Overview
The file pkg/parser/import_processor.go has grown to 1106 lines, significantly exceeding the 800-line healthy threshold. This monolithic file handles too many concerns in a single place: queue-based BFS traversal, field extraction for 15+ frontmatter keys, cycle detection, topological sorting, and remote origin resolution. Splitting it into focused modules will improve readability, testability, and maintainability.
Current State
- File:
pkg/parser/import_processor.go
- Size: 1106 lines
- Test Coverage: Related tests exist across multiple files (~789 lines in
import_topological_test.go + import_cycle_test.go), but no dedicated import_processor_test.go
- Complexity: One mega-function
processImportsFromFrontmatterWithManifestAndSource spans lines 182–849 (~667 lines) and handles BFS traversal, field extraction for 15+ frontmatter keys, deduplication, and result assembly inline
Full File Analysis
Functions
| Function |
Lines (approx) |
Responsibility |
ProcessImportsFromFrontmatter |
82–89 |
Public thin wrapper |
parseRemoteOrigin |
117–167 |
Parse workflowspec into remote origin struct |
ProcessImportsFromFrontmatterWithManifest |
171–179 |
Public wrapper |
ProcessImportsFromFrontmatterWithSource |
177–180 |
Public wrapper |
processImportsFromFrontmatterWithManifestAndSource |
182–849 |
667-line mega-function — BFS traversal + extraction of 15+ fields |
findCyclePath |
853–874 |
DFS cycle path construction |
dfsForCycle |
879–914 |
DFS helper for cycle detection |
topologicalSortImports |
920–1072 |
Kahn's algorithm for topological sort |
extractImportPaths |
1074–1106 |
Extract import paths from frontmatter |
Complexity Hotspots
- Lines 182–360: Import spec parsing and BFS queue seeding (complex spec parsing, remote origin detection, lock file validation, duplicate checking)
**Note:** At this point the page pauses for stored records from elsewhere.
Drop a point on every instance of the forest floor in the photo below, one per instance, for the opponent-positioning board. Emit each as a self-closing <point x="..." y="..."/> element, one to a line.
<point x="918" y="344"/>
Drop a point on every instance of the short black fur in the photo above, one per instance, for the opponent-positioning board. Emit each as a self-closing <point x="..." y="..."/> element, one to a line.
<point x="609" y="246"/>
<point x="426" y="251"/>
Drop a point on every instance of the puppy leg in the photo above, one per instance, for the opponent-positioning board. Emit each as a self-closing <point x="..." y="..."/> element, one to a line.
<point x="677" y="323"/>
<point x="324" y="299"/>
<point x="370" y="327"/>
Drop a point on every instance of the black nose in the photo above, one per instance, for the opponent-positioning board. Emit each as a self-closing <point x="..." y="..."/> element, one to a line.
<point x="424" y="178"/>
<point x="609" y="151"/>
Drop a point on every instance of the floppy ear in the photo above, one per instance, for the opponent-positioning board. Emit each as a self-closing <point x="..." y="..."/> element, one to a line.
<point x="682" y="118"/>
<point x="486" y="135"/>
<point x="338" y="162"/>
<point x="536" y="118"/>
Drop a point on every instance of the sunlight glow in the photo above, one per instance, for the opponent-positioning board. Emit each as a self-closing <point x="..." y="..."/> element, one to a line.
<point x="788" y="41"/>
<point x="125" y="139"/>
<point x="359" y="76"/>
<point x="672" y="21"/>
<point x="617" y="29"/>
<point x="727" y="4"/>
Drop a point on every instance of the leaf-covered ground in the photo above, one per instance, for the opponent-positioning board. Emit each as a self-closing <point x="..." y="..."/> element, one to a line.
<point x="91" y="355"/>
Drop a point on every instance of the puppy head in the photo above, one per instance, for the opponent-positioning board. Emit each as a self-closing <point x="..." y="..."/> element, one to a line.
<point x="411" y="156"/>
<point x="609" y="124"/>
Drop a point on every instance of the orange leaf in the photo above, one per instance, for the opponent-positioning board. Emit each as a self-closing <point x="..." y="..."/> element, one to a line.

- Lines 360–590: BFS traversal loop — agent files, YAML workflow files, nested import discovery, remote path resolution
- Lines 590–807: Field extraction block — 15+ sequential blocks each extracting a different frontmatter key (tools, engines, mcp-servers, safe-outputs, safe-inputs, steps, runtimes, services, network, permissions, secret-masking, bots, skip-roles, skip-bots, plugins, post-steps, labels, cache, features)
- Lines 920–1072: Topological sort — already self-contained but lives in the same file
Duplicate Patterns
The field extraction block (lines 590–807) repeats the same pattern 15+ times:
fooContent, err := extractXFromContent(string(content))
if err == nil && fooContent != "" && fooContent != "{}" {
fooBuilder.WriteString(fooContent + "\n")
}
This repetitive code is a strong signal for extraction.
Refactoring Strategy
Proposed File Splits
-
import_bfs.go (~300 lines)
- Functions:
processImportsFromFrontmatterWithManifestAndSource (the BFS traversal core — queue seeding, BFS loop, queue item dispatch, result assembly)
- Responsibility: Orchestration of the BFS import traversal
- Estimated LOC: ~300
-
import_field_extractor.go (~200 lines)
- Functions: new
extractAllImportFields(content string, item importQueueItem, result *importAccumulator) that consolidates the 15+ field extraction blocks from lines 590–807
- Responsibility: Extracting all frontmatter fields from a single imported file and accumulating results
- Estimated LOC: ~200
-
import_cycle.go (~120 lines)
- Functions:
findCyclePath, dfsForCycle (already cohesive — lines 851–914)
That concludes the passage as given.